校則の取り締まりを厳しくするのが学校側の取り組みの一つだった。
隣町の高校は治安の悪さランキングで言うと県内の中でトップに入る。ヤンキーの溜まり場としてその高校は名を轟かせ、その学校は地域の警察署のパトロールコースに指定されているほどだ。そういったことを考えると確かに同じ地域にある以上、差別化を図りたい気持ちはわかる。
でも、やり方に強引さを感じたのは確かだ。
「おまえその頭髪、危ないんじゃね? 」
校則強化週間などという面倒くさい期間中だから仕方なしに目の前に見えた茶髪の女子生徒に注意してみた。
それがメグミとの出会いだった。
「は? 」
シルエットこそ華奢に見えたが、細く見える脚も近くで見ると、しなやかに伸びる筋肉が在った。
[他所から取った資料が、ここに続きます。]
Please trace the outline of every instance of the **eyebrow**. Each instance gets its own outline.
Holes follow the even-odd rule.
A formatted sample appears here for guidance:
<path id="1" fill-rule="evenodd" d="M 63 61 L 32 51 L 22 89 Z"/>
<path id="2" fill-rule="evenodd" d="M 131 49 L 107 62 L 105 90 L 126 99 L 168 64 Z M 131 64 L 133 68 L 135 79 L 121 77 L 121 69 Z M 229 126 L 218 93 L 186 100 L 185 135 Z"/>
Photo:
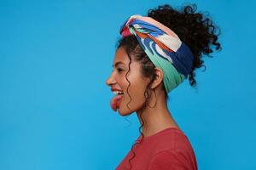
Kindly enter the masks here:
<path id="1" fill-rule="evenodd" d="M 118 61 L 114 64 L 114 66 L 116 67 L 119 65 L 125 65 L 125 63 L 123 63 L 122 61 Z M 112 65 L 113 67 L 113 65 Z"/>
さらに塔のように伸びた身長180センチに振り向かれるとメグミより背の低い俺は恐れを感じた。
軽々しく声をかけたのは自分だけど、まるで背の高いどこかの武闘派民族に絡まれたような、
「サトさんだって、人のこと言えないじゃん」
第一声目で威嚇された瞬間に抱いた印象とは違っていて、拍子抜けするほどフランクな返しに肩の力が抜ける。
だけど初対面で「サトさん」って。
最近の子供はそんなものなのか。
「いいの。これは地毛だから」
「ねぇ、その白髪。ちょっと触らせてよ」
メグミが俺の前髪を触ろうとしてくるのを躱す。なんだか狂暴な肉食獣と猫じゃらしで戯れているみたいだ。
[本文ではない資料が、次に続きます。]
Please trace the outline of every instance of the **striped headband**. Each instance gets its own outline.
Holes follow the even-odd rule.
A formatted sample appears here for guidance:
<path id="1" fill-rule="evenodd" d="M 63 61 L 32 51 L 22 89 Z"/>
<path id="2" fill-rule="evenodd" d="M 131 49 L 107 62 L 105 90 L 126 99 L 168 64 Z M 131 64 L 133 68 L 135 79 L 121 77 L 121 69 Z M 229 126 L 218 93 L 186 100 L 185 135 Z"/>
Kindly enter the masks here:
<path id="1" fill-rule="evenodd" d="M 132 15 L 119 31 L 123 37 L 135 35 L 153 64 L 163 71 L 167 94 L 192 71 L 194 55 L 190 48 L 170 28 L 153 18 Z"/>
「サトさんいいなぁー。地毛って言えば小言を言われなくても済むし、オールオッケーじゃん。それに漫画のキャラみたい」
「あのな、この髪色は確かにカリスマっぽいイメージが俺に似合っている。とは思うけどな、苦労は沢山あんの」
「そうなんだ……大変なこともあるんだね」
てっきり、地毛だということを信じず、また悪態をついてくると思っていたけど、意外にもメグミは素直に俺の言葉を受け入れた。
抱いていたイメージがまた少し変わる。
「てか、自分でカリスマとか有り得ないわ。気持ち悪」
メグミは思い出したように悪態をつく。せめてキモっ、ぐらいにしてほしい。はっきり言われるとこの年の男には結構深手なの知ってる?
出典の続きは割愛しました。